Stop letting idle GPUs drain your budget during the experimentation phase.
Machine learning development is expensive, but it doesn’t have to be wasteful. In the typical ML lifecycle, the “experimentation, dev, and test” stages are notorious for low GPU utilization. WoolyAI’s hypervisor software transforms this inefficiency, allowing you to run 3x more prototypes and experiments on your existing infrastructure.
The Hidden Cost in the ML Lifecycle
The typical experimentation lifecycle consists of four phases. While production (Phase 4) is usually optimized, Phases 1–3 are where your GPU resources go to die.
1. Prototyping (Local/Sandbox)
- The Workflow: Data scientists use Jupyter notebooks or small Python scripts for quick iterations on single GPUs.
- The Waste: Long idle times while coding or thinking, yet the GPU remains locked.
2. Small-Scale Experiments
- The Workflow: Moving from notebooks to reproducible pipelines for ablation studies, hyperparameter optimization (HPO), and model variants.
- The Waste: Running many small jobs (1–4 GPUs) that are spiky and short-lived, leaving unused compute cycles.
3. Pre-Production / “Canary” Training
- The Workflow: Near-production scale runs with larger datasets and strong logging.
- The Waste: Dedicating massive resources to experimental runs that don’t always need 100% of the allocated capacity.

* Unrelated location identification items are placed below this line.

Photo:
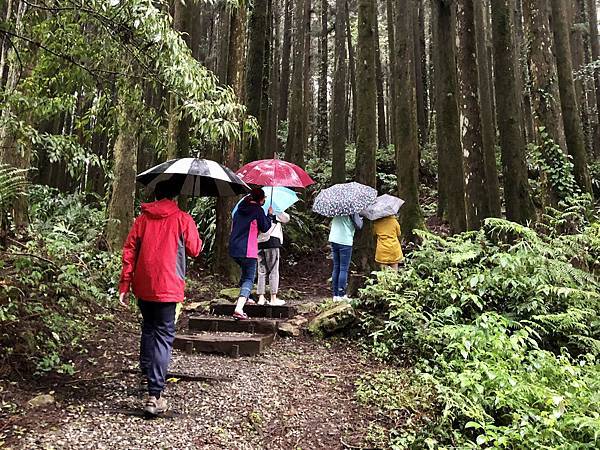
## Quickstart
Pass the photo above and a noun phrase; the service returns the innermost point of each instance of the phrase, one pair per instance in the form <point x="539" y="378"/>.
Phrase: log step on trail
<point x="230" y="325"/>
<point x="229" y="344"/>
<point x="266" y="311"/>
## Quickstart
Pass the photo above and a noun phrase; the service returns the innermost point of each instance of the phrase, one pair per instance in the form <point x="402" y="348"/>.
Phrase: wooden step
<point x="267" y="311"/>
<point x="230" y="325"/>
<point x="233" y="344"/>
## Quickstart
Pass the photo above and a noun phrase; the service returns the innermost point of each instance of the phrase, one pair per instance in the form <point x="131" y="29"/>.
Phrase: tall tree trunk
<point x="294" y="150"/>
<point x="574" y="136"/>
<point x="120" y="208"/>
<point x="517" y="194"/>
<point x="352" y="66"/>
<point x="286" y="50"/>
<point x="407" y="144"/>
<point x="274" y="88"/>
<point x="579" y="44"/>
<point x="392" y="69"/>
<point x="595" y="44"/>
<point x="366" y="118"/>
<point x="488" y="128"/>
<point x="450" y="158"/>
<point x="472" y="141"/>
<point x="544" y="81"/>
<point x="381" y="129"/>
<point x="323" y="125"/>
<point x="339" y="113"/>
<point x="11" y="151"/>
<point x="235" y="78"/>
<point x="266" y="84"/>
<point x="257" y="31"/>
<point x="421" y="71"/>
<point x="178" y="128"/>
<point x="306" y="83"/>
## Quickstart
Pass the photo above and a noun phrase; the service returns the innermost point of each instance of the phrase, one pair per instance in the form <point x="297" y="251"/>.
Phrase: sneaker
<point x="240" y="316"/>
<point x="155" y="406"/>
<point x="143" y="383"/>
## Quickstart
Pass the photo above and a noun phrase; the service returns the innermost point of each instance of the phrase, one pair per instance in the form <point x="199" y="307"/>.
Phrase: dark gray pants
<point x="156" y="344"/>
<point x="268" y="266"/>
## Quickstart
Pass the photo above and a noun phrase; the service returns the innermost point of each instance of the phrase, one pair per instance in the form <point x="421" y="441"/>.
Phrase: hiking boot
<point x="155" y="406"/>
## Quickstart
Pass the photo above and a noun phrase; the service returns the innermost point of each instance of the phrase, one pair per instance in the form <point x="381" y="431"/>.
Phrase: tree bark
<point x="274" y="88"/>
<point x="323" y="125"/>
<point x="488" y="127"/>
<point x="286" y="50"/>
<point x="574" y="136"/>
<point x="595" y="44"/>
<point x="517" y="194"/>
<point x="421" y="71"/>
<point x="450" y="158"/>
<point x="339" y="113"/>
<point x="121" y="206"/>
<point x="472" y="141"/>
<point x="257" y="31"/>
<point x="352" y="67"/>
<point x="390" y="13"/>
<point x="407" y="144"/>
<point x="235" y="78"/>
<point x="366" y="119"/>
<point x="381" y="128"/>
<point x="294" y="150"/>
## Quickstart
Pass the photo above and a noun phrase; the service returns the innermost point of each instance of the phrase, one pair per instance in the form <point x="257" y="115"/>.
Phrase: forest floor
<point x="299" y="394"/>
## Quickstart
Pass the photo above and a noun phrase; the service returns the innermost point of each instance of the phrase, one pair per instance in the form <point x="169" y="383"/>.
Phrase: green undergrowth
<point x="55" y="283"/>
<point x="502" y="332"/>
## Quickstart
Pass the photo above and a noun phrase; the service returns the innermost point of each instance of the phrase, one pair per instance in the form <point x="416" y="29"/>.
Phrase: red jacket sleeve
<point x="193" y="243"/>
<point x="130" y="254"/>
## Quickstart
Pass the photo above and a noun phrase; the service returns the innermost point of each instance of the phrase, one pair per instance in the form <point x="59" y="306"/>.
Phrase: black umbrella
<point x="196" y="177"/>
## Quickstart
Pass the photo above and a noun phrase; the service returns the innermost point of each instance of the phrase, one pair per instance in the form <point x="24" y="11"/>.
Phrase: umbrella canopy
<point x="275" y="172"/>
<point x="385" y="205"/>
<point x="279" y="198"/>
<point x="344" y="199"/>
<point x="196" y="177"/>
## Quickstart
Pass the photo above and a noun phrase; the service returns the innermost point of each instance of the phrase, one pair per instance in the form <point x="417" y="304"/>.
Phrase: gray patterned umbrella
<point x="384" y="206"/>
<point x="344" y="199"/>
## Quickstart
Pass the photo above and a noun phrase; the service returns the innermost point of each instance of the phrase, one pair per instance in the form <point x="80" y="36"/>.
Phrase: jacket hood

4. Production Evaluation (A/B Testing)
- Note: This phase is typically fully deployed and optimized.
The Infrastructure Bottleneck
The Problem: During experimentation, you run many small-to-medium jobs. These jobs have variable GPU demands, short runtimes, and spiky usage.
The Reality: Standard infrastructure (Kubernetes, EC2, GKE, etc.) assigns a whole or multiple physical GPUs (or a fixed slice) to each job. Even if a notebook only needs 10% of a GPU, it locks the entire device. This “hard assignment” is the root cause of poor utilization.
The Solution: WoolyAI GPU Hypervisor
WoolyAI decouples your workloads from physical GPU hardware.
The Old Way (Static Allocation)
- Flow: Pipeline Step -> Requests GPU -> Locks 1 or more Full Physical GPU.
- Result: A Jupyter notebook using 5% compute power blocks 100% of a GPU.
The WoolyAI Way (Shared GPU Pool and Runtime GPU cores and VRAM scheduling
- Flow: Pipeline Step running on CPU-only host-> Submits Job -> Code requiring GPU executes on GPU from a shared GPU pool along with other jobs.
- Result: Jobs run on CPU-only infrastructure (like laptops or standard CPU instances) while kernel compute is offloaded to the shared GPU pool enabled by WoolyAI.
- Efficiency: GPU Resources are consumed on demand. Multiple jobs are “packed” onto the same physical GPU based on priority and actual utilization.
Impact: Before vs. After
Here is how WoolyAI transforms your daily dev/test operations.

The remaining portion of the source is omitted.